Ebeveynlerin çocukken ya da gençken sahip olamadıkları şeylere çocuklarının sahip olmalarını istemeleri ve bunu sağlama çabaları olağan bir durum ve sıradan bir arzudur. Ancak aşırı ve kontrolsüz olduğunda sonuçları ağır olabiliyor.
Diğer yandan teknolojiye ve sosyal medyaya maruz kalmak bu sorunları daha da kötüleştirebilir. Anlık tatmin, işlerin hızlı bir şekilde halledilebilmesi açısından olumlu bir şey olabilir ancak konu çocuklar ve teknoloji olduğunda bu durum büyük sorunlar yaratabiliyor. Akıllı telefon, bilgisayar ve tablet gibi cihazlar aracılığıyla bilgiye ve eğlenceye anında erişim; çeşitli dil-çeviri programları aracılığıyla hızlı yanıt alma ve düşünceyi anında doğrulama yeteneği, beklemenin kabul edilemez görüldüğü bir ortam yaratabilir. Bu cihazlarda önemli miktarda zaman geçiren çocuklar; bu hizmetleri tüketerek materyalizmi, hazzı, tembelliği ve amaçsızlığı teşvik eden iletilere maruz kalıyorlar.
Bu anlık tatmin ve her şeye sahip olma duygusu, uzun vadede çocuklar üzerinde olumsuz etkiler yaratabilir. İstedikleri her şeyi çaba harcamadan, alın teri dökmeden elde etmeyi bekleyen yeni nesil; başarının sıkı çalışma, özveri ve istikrar gerektirdiği akademik ve profesyonel ortamlarda büyük olasılıkla zorluk yaşayacaklardır.
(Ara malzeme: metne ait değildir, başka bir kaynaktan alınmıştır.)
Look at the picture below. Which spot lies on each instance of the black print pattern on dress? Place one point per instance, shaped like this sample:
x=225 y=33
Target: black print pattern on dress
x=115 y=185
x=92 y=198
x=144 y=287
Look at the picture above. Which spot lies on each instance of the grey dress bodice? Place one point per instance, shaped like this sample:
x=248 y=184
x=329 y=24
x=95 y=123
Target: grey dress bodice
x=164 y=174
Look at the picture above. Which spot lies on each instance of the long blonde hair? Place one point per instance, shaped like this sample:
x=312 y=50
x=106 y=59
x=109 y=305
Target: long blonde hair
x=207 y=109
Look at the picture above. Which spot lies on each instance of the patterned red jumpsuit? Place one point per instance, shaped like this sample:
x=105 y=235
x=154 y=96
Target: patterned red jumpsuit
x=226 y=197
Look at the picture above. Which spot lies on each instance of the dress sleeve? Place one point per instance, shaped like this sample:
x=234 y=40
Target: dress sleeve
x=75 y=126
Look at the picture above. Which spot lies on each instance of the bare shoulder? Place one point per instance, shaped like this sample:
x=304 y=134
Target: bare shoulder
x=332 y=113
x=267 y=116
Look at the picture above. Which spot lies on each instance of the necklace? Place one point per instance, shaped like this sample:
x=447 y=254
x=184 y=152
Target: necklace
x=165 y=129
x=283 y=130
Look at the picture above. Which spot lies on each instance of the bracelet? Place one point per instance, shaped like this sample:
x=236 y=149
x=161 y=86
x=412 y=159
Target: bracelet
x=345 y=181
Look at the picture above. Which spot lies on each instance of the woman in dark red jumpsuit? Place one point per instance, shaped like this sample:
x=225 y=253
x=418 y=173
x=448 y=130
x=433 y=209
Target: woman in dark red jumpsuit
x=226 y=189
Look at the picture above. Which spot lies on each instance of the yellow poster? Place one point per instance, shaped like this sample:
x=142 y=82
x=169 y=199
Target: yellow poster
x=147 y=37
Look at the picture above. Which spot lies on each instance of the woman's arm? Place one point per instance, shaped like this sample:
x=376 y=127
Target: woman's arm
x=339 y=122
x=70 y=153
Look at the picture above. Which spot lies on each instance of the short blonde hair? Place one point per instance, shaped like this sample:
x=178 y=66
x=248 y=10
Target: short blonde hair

Ayrıca anlamlı ilişkiler kurmakta ve sürdürmekte de zorluk yaşayabilirler. Okullarda akran zorbalığı, şiddet artışı ve hatta günümüz evliliklerinin kısa ömürlü olması bu durumla yakından ilintilidir.
Yeni neslin kafasındaki hak kavramı, kendisinin özel ayrıcalıkları veya avantajları her zaman ve her koşulda hak ettiği inancına karşılık gelmektedir. Böylesi bir anlayış, anlık tatmin ve her şeye sahip olma arzusu bir yerden sonra ötekileri rahatsız eder ve çatışmaya dönüşür.
Yeni neslin bilmediği şey -başarıya, mutluluğa ve zenginliğe ulaşmanın anahtarı- her şeye bir günde sahip olamayacağını anlamaktır. Bu anlamda ebeveynler, eğitimciler ve yetişkinler olarak çok çalışmanın, sabrın ve gecikmiş tatminin değerini teşvik etmemiz gerekiyor. Bu; gerçekçi beklentiler belirleyerek, çocuklara sahip olduklarını takdir etmeyi öğreterek ve onları çaba gerektiren faaliyetlere katılmaya teşvik ederek yapılabilir.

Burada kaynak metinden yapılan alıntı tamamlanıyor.